Craig Safir, vice president of marketing for SMG, calls attention to some critical takeaways. “Millennials are very confident in their abilities and want to work on projects of significance. They won’t toil in obscurity,” he says. Therefore, “Employers must rethink the traditional apprentice approach to harness the impact this talented group has to offer.”
In retail circles — where this generation sparked rampant turnover rates — Safir suggests companies think long and hard about creating an environment that “engages and rewards this restless pool of talent.
“Rewards needn’t only be monetary, but can focus on greater work/life balance opportunities,” he says. “This group wants fresh experiences across a wide range of assignments that helps them meet ambitious personal goals. Millennials have high expectations of themselves and their employers.”
Contrary to frequent criticism suggesting that this cohort is less loyal than others, Safir portrays Millennials as “looking for meaningful relationships in every facet of their lives, especially at work.” He proposes that employers look for occasions to fulfill Millennials’ cravings for strong collaboration across functions and tenures to give them the diverse and personal experiences they covet. “Relationships can trump pay,” Safir insists.

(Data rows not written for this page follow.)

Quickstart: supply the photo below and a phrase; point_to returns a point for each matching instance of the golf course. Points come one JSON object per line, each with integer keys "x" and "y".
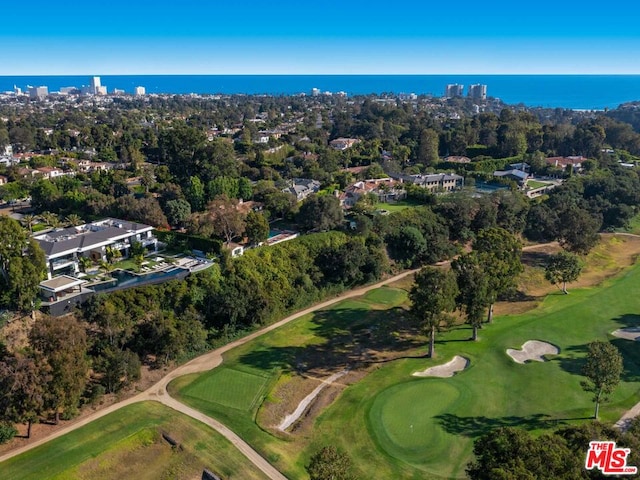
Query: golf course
{"x": 394, "y": 425}
{"x": 391, "y": 424}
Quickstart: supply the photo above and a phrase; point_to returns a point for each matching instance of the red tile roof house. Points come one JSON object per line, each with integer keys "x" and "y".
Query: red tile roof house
{"x": 386, "y": 189}
{"x": 562, "y": 162}
{"x": 50, "y": 172}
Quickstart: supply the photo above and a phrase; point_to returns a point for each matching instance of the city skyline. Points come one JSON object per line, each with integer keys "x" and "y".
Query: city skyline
{"x": 329, "y": 38}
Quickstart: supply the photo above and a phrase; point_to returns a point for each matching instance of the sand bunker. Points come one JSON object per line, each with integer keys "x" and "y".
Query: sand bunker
{"x": 631, "y": 333}
{"x": 532, "y": 350}
{"x": 306, "y": 401}
{"x": 449, "y": 369}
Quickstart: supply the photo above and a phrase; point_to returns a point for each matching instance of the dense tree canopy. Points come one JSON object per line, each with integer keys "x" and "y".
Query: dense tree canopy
{"x": 22, "y": 266}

There are interesting facts and figures throughout the research about everything from social/mobile/ digital media habits to their attitudes about packaged goods, restaurants, cause marketing and more. Many of the findings challenge previously held viewpoints on this generation’s way of thinking.

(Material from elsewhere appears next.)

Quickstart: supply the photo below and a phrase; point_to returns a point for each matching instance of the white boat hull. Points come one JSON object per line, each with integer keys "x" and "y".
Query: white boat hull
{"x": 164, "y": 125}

Would you have guessed, for example, that Millennials prefer to shop for food at supercenters? The study also reveals that they consider the availability of exotic foods an important factor when selecting a store, and that they consume more fresh and organic foods than older generations. Still, Millennials admit that their healthy eating habits frequently go out the window on weekends.
Millennials choose restaurants because they want a place to gather with friends or family or to socialize with co-workers or classmates. They say they eat at fast-casual restaurants because they don’t have time to prepare meals at home — yet they’re not satisfied with standard eats. This cohort demands variety; exotic, interesting and healthy food offerings served in a fun environment rank high on their wish list.
Millennials report a significantly greater awareness of cause-marketing programs than older generations. Still, the data brings to light a few interesting tidbits related to their outlook on causes. Millennials prefer to participate and even lead events to raise money for causes, but they are much less likely to make a direct financial contribution.